Bakın, bütçeler bir ülkenin vicdanı ve en siyasi belgeler. Bütün vatandaşlarımızdan vergi topluyoruz Sayın Cumhurbaşkanı Yardımcısı. Ya, siz demiyorsunuz ki: "Biz HDP'liden vergi almayalım." CHP'liden, İYİ PARTİ'liden vergi almayalım demiyoruz. Herkesten alıyoruz, herkese hizmet etmeniz lazım. Herkese adaletle hizmet etmeniz lazım. Bunun için, biz, milletin vekilleri size yetki veriyoruz ama toplumun belli kesimlerine karşı, belli temsilcilerine karşı bir düşman hukuku uygulanması hiçbirimiz için iyi bir şey değil arkadaşlar.
Bakın, bütün bakanlar buraya geldiler. Niye toplumsal barışımızla ilgili sorunlarımız var biliyor musunuz Cumhurbaşkanı Yardımcısı? Bütün bakanlar geliyor, yurt dışındaki vatandaşlarımızla ilgili "soydaşlarımız" diyor mesela. Ben "Bu ne demektir, açıklayın." dedim Dışişleri Bakanına. "Bir soydaş var, bir vatandaş var, bir de akraba var, ben hangisine giriyorum?" dedim. Ben, soydaş değilim. Sonuç olarak, bir klasman koyuyorsunuz ortaya. İçeride de bu klasmanı koyuyoruz. Belli bir soyu esas alıp ona göre yürüyorsunuz ama diyorsunuz ki: "Herkes Türk'tür Anayasa'ya göre." ama orada da bir klasman var, belli bir hiyerarşi var. Bu hiyerarşiyi gelin kaldıralım. Devlet bütün kimliklere, bütün inançlara eşit mesafede yürüsün.

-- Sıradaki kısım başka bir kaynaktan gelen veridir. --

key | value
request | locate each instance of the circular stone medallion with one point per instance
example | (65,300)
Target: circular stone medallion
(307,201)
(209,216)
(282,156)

Bakın şöyle Sayın Cumhurbaşkanı Yardımcısı: Sayın Cumhurbaşkanı dün bir açıklama yaptı -Diyanet İşleri Başkanlığı da burada- diyor ki: "Nefsimize ağır gelse de hayatımızın merkezine dinimizin hükümlerini yerleştireceğiz."
Bakın, sorun şurada: Sayın Cumhurbaşkanı Müslüman, biliyorum ama bu ülkede yalnızca Müslümanlar yok. Sonuç olarak, Müslümanlığın da çeşitli alt başlıkları var, Müslümanlığın çeşitli mezhepleri var. Hıristiyanlar da var bu ülkede.
(Mikrofon otomatik cihaz tarafından kapatıldı)
BAŞKAN LÜTFİ ELVAN - Lütfen tamamlayalım.
GARO PAYLAN (Diyarbakır) - Toparlıyorum Sayın Başkanım.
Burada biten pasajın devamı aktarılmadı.